Data Structure Metrics

Last updated: December 4, 2002

Dynamic metrics for program size and structure try to answer the question: how large is a program and how complex is its control structure?

Array Intensive Metrics

Many "scientific" benchmarks are deemed so because the dominant data structures are arrays. The looping and access patterns used for array operations are then expected to provide opportunities for optimization. Determining if a program is array intensive will then be a problem of determining if there are a significant, or dominant number of array accesses. Note that since Java multi-dimensional arrays are stored as arrays of arrays, the number of array access operations required for each multi-dimensional array element is magnified. To avoid skewing results, the type of element located at the array element should be inspected, and if it is an array type it should be discounted.

data.arrayDensity.value: This is a metric describing the relative importance of array access operations. For uniformity, we express it as the average number of array access operations excluding accesses where the target value is not of array type, per kbc of executed code. A data.arrayDensity.value of greater than 100 indicates an array intensive program. A corresponding data.arrayDensity.continuous metric measures the same quantity incrementally, at various intervals in program execution.

Floating-Point Intensive Metrics

Programs that do numerous floating point calculations also tend to be considered "scientific". Different optimizations apply though; including the choice of appropriate math libraries optimized for speed or compatibility, opportunities for more aggressive floating point transformations and so on. Fortunately, floating-point operations are quite rarely used in most applications that do not actually focus on floating-point data, and so identifying floating-point intensive benchmarks is relatively straightforward from a simple ratio of instruction types.

data.floatDensity.value: This single value describes the relative importance of floating-point operations. It is computed as the average number of floating point operations (including float and double types, and also loads and stores of float or double values) per kbc of executed code. A data.floatDensity.value greater than 100 indicates a floating-point intensive program. A corresponding data.floatDensity.continuous metric measures the same quantity at various program execution intervals.

Pointer Intensive Metrics

Dynamic data structures are manipulated and traversed through pointers or object references. Programs that use dynamic data structures are thus expected to perform a greater number of object dereferences than a program which uses arrays as primary data structures; a basic metric can be developed from this observation. Of course a language such as Java which encourages object usage can easily skew this sort of measurement: an array-intensive program that stores array elements as objects (e.g., Complex objects) will result in as many object references as array references.
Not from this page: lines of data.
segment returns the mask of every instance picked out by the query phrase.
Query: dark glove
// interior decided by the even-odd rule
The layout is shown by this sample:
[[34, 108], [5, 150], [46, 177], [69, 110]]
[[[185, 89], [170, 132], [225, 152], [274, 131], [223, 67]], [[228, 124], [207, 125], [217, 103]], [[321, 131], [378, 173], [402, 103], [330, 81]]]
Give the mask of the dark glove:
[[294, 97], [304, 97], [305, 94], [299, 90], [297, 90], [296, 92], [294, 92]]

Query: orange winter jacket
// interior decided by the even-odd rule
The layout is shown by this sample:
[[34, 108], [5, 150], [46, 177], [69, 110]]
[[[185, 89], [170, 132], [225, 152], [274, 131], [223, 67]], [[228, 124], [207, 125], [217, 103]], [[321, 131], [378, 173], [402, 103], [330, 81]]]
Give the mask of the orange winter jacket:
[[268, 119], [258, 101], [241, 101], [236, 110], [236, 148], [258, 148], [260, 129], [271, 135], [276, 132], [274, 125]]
data.pointerDensity.value: This metric gives a coarse indication of the importance of pointer references in a program. It is computed as the average number of loads of object references per kbc of executed code. The value 100 is used as a 7 threshold for considering a program likely to be pointer intensive. A continuous version, data.pointerDensity.continuous is also easily defined.
A potentially more accurate way of determining whether a program makes extensive use of dynamic, pointer-based data structures is to measure the graph diameter (length of longest path) of all data structures -- a very small diameter indicates very "flat" data structures, where pointer traversals will be shorter; a larger diameter indicates the need for deeper traversals to locate data. Again this approximate measure can be easily defeated by particular programming strategies: an array containing objects that maintain references to their immediate grid neighbours will have a relatively high diameter, whether or not the references are necessary or even used.

data.pointerDiameter.value: This metric describes the length of the longest path of each weakly-connected data structure. Data structure roots can be approximated from the same root sets used by garbage collectors. Pointer polymorphism is typically measured as an average or maximum number of target addresses per pointer, and symmetrically number of pointers per target address (Cheng and Hwu argue that both are required for a more accurate measurement). This can be computed as a value metric; a bin version can also be appropriate, and is defined following.

data.pointsToCount.value: This along with the symmetric data.pointsFromCount.value measures the average number of distinct objects referenced by each object references and the average number of object references directed at each object respectively. A continuous version can of course also be defined.

data.pointsTo.bin: A pointer analysis system is most interested in identifying pointers that can be directed at one address, possibly two, but further divisions are often unnecessary. A bin metric can provide a more appropriate view in this case. Each bin gives the percentage of object references that referenced 1 object, 2 objects, and 3 or more objects. The symmetric companion bin, data.pointsFrom.bin, has bins for the percentage of objects that had 1, 2 or 3 or more references.